Material determines the forms of art. Inevitably, one would say, indirectly and naturally, it would be more correct to say. Over the centuries, in addition to consolidated techniques and traditional materials, artists have always experimented with new techniques and materials with the aim of seeking, and finding, new expressive codes and new forms more adherent to a reality and an imaginal world in constant change but above all, to fuel a creativity free from unfounded limitations.

In this regard, the words of Jackson Pollock who wrote are emblematic: «My opinion is that new needs imply new techniques. And modern artists have found new ways and new methods to achieve their goals. It seems to me that the modern painter cannot express this era, the plane, the atomic bomb, the radio, in the ancient forms of the Renaissance or any other culture of the past. Each era finds its technique»1.

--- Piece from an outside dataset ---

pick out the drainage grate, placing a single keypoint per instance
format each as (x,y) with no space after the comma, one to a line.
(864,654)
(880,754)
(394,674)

Plastic materials, polymers, have also been part of the artistic baggage for about a hundred years and have gradually affirmed their identity, their versatility and irreplaceable. The use of vinyl and acrylic resins as mediums, for example, has allowed the production of more manageable and resistant colors useful for many new expressive practices and compatible with media other than traditional ones. Celluloid was the material with which Naum Gabo created his first sculptures between 1910 and 1920, replacing it in the 1930s with polymethylmethacrylate (plexiglas), a material subsequently widely used by many artistic trends. PVC (polyvinyl chloride) was also experimented with by many artists, probably first from Oldemburg; and again we think of the polyurethane of Cesar's expansions and of the works of Dubuffet and Pistoletto. Not to mention the resins, silicones and glass fibers with which the hyper-realistic artists have been able to create sculptural figures with a truer appearance than the real one, "hyper" realist precisely.

Corrado Bonomi and Gianni Cella have always made plastic the privileged material with which to create their works: not the only one, obviously, but certainly the one with the greatest significance and the greatest ability to show and embody the most distinctive aspects of current events and changes cultural, social and customs that occurred in the world we are living in.

The first divides his practice between the modeling of figures and characters from scratch and the use of everyday objects, puppets, toys that he disassembles, reassembles, assembles to create works whose titles attributed (which are a determining part) highlight a sort of linguistic-conceptual relationship between the perceived form, what this could / would like to be and what really constitutes it. The artist moves outside of a categorization of genres in that area "which is dedicated to the object" used, this, because it bears its own identity: malleable like any other traditional material that "constitutes" a work of art.

The second from the very beginning, which took place within the Plumcake Group, uses fiberglass painted with industrial colors, with anti-natural colors, as a material to be molded ductively to create imaginary anthropo-biomorphic forms, with simplified physiognomic features and as fixed in time, capable of going to constitute a world parallel to the real one from which, however, it absorbs the mental experiences and cultural and affective suggestions. Fiberglass is specifically chosen by the artist because "it has no historical memory", it is "easily modeled like plasticine" and its final surface bears no trace of manual interventions, resulting as smooth as many products that we could define, again, object or "industrial".

Both therefore use a material that I would define as a symbol of the twentieth and twenty-first centuries, so closely embedded with our life as to be an essential part of it and in some cases, let's think about it, indistinguishable. We could say that the works of our two artists respond to that "aesthetic of the synthetic", a definition stolen from Marina Pugliese2which is now an acquired specificity of our "common feeling" with deep cultural implications. They want to dialogue with the urban context because what they are made of is already part, unknowingly, of the lives they inhabit and their forms are there to remind anyone who looks at them.

Fabrizio Parachini

1 Jackson Pollock, My Painting, 1947-48, in: P. Karmel (curated by), Jackson Pollock. Interviews, Articles, Review, The Museum of Modern Art, New York, 1999.

2 Marina Pugliese, L'estetica del sintetico. La plastica e l'arte del Novecento, Costa & Nolan, 1997.